George despertó como solía hacerlo, rápido, pasando de un estado al otro sin gruñidos, sin miradas confundidas, sin recaídas. Se sentó en el diván y miró primero a la señorita Lelache, luego a Haber, que acababa de retirarle el casco. Se incorporó, desperezándose un poco, y se acercó a la ventana. Se quedó parado mirando.

Había un equilibrio singular, casi cierta monumentalidad en el porte de su delgada figura: estaba completamente rígido, aún en el centro de algo. Sorprendidos, ni Haber ni la mujer hablaron.
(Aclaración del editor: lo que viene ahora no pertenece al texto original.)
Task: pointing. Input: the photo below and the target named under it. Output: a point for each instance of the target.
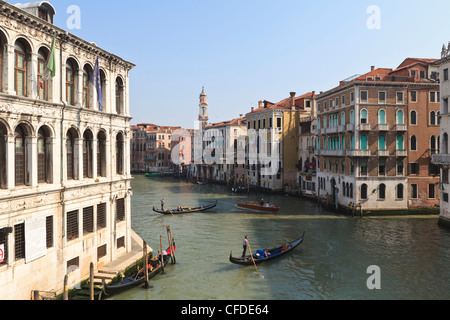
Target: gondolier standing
(245, 245)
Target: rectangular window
(381, 97)
(88, 220)
(101, 216)
(120, 209)
(19, 241)
(49, 231)
(400, 97)
(413, 96)
(414, 191)
(72, 225)
(364, 96)
(431, 191)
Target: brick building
(376, 135)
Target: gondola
(253, 205)
(184, 210)
(275, 253)
(138, 278)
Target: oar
(253, 258)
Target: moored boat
(261, 256)
(137, 278)
(186, 209)
(253, 205)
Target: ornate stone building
(64, 178)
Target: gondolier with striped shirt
(245, 245)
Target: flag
(96, 82)
(50, 70)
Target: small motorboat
(253, 205)
(263, 256)
(184, 210)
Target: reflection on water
(413, 253)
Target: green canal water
(413, 253)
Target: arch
(382, 191)
(382, 116)
(413, 117)
(88, 138)
(400, 117)
(364, 190)
(119, 90)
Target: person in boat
(245, 245)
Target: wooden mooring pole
(145, 264)
(162, 255)
(91, 281)
(172, 251)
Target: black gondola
(138, 278)
(273, 254)
(183, 210)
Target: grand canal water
(412, 253)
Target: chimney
(293, 101)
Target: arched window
(119, 96)
(433, 145)
(20, 137)
(432, 118)
(364, 189)
(382, 143)
(70, 82)
(413, 119)
(413, 143)
(119, 153)
(382, 191)
(3, 167)
(363, 116)
(399, 191)
(382, 117)
(363, 142)
(400, 145)
(44, 156)
(400, 117)
(42, 84)
(87, 154)
(87, 94)
(20, 68)
(70, 152)
(101, 154)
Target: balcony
(364, 127)
(401, 153)
(332, 153)
(443, 159)
(358, 153)
(383, 153)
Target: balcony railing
(401, 127)
(383, 153)
(358, 153)
(441, 159)
(364, 127)
(401, 153)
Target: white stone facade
(64, 161)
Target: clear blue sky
(243, 51)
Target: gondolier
(245, 245)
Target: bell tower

Orr giró y miró a Haber.

—¿Dónde están? —preguntó—. ¿Adonde fueron todos?

Haber vio que los ojos de la mujer se agrandaban, vio que la tensión aumentaba en ella, y se sintió en peligro. ¡Hablar, debía hablar!

—Por el electroencefalograma, yo diría —dijo, y oyó su voz profunda y cálida, tal como la pretendía— que acaba de tener un sueño muy cargado, George. Fue desagradable; en realidad, fue casi una pesadilla. El primer sueño ‘malo’ que ha tenido acá, ¿verdad?

—Soñé con la Plaga —dijo Orr, y tembló de la cabeza a los pies, como si fuera a descomponerse.

Haber asintió con la cabeza. Se sentó a su escritorio. Con su docilidad habitual, con su forma de hacer lo acostumbrado y aceptado, Orr se acercó y se sentó frente al medico, en la gran silla de cuero en la que se sentaban entrevistados y pacientes.

—Ha tenido que salvar un gran obstáculo, y ello no fue fácil, ¿verdad? Esta fue la primera vez, George, que ha tenido que manejar una ansiedad real en un sueño. Esta vez, bajo mi dirección, y tal como se lo sugerí en la hipnosis, usted encaró uno de los elementos más profundos de su enfermedad psíquica. El asunto no fue fácil ni agradable. En realidad, ese sueño fue un infierno, ¿verdad?